Springsteen Traum mit Mick Jagger
In der Villa Kennedy sind schon viele Fragen zur Autobiografie gestellt, da greift Springsteen zum Buch und liest. Die Passage, in der er als Jungspund davon träumte, den plötzlich erkrankten Mick Jagger als Sänger der Rolling Stones zu ersetzen, sorgt für Gelächter – auch beim Autor selbst. Der Abschnitt, der davon erzählt, wie er sich nach vielen bitteren Jahren mit seinem Vater aussöhnte, wirkt in ihm sichtbar nach. Er erzählt von seiner Mutter, die an Alzheimer erkrankt ist, berichtet von einer schweren Schreibblockade, die ihn ein Jahr seines Lebens beschäftigt habe, und schwärmt davon, wie viel Energie es ihm gebe, bei Konzerten immer wieder neue, junge Fans in den ersten Reihen zu sehen. Einsilbig wird er nur, wenn die Verehrung dann doch etwas zu groteske Formen annimmt
Ob er den Sinn des Lebens erkannt habe, wird Springsteen gefragt. Er schaut leicht irritiert, lacht dann ein „No!!“ in den Saal. Eine Mischung aus Vaterfigur und bester Freund ist er ja schon, den Dalai Lama kann er nicht auch noch geben. Ebenso wenig, eine weitere Frage, wie den übernächsten US-Präsidenten. Dass Bob Dylan den Literaturnobelpreis bekommt hat, findet er gut. „Was soll ich als Musiker auch anderes sagen. Ich selbst rechne aber erst mal nicht damit.“ Erneutes Lachen.
Ein Pils für den Boss!
Springsteen ist ein Weltstar, aber an diesem Frankfurter Abend wirkt er eher wie ein alter Kumpel, mit dem man an der Bar noch einen Absacker trinkt und in Erinnerungen schwelgt. So ähnlich kommt es dann auch: Beim Empfang des Heyne Verlags schlendert er plötzlich herein, bestellt sich ein Pils und ist so normal, wie man es eben sein kann, wenn 100 Augenpaare auf einen gerichtet sind und selbst gestandene Alt-Redakteure heimlich das Handy zücken, um irgendwie das Fotografierverbot zu umgehen.

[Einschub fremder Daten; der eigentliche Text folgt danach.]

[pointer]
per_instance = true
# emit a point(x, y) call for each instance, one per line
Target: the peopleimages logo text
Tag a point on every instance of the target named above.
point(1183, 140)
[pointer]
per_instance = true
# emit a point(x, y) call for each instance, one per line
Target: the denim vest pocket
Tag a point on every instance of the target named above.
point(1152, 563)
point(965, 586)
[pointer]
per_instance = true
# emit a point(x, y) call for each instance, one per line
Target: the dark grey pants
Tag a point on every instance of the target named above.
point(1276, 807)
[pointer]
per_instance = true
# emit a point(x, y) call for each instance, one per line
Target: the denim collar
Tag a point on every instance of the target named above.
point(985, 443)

Das Sicherheitsteam wirkt leicht nervös, die Damen der Presseabteilung betonen immer wieder: „Er möchte hier nur entspannt reden, nichts signieren“, aber der Boss signalisiert: „Alles gut.“ Und stößt mit den Umstehenden noch mal an. Der Abend ist ja noch jung. Und nur der „Boss“ sagt, wann Schluss ist.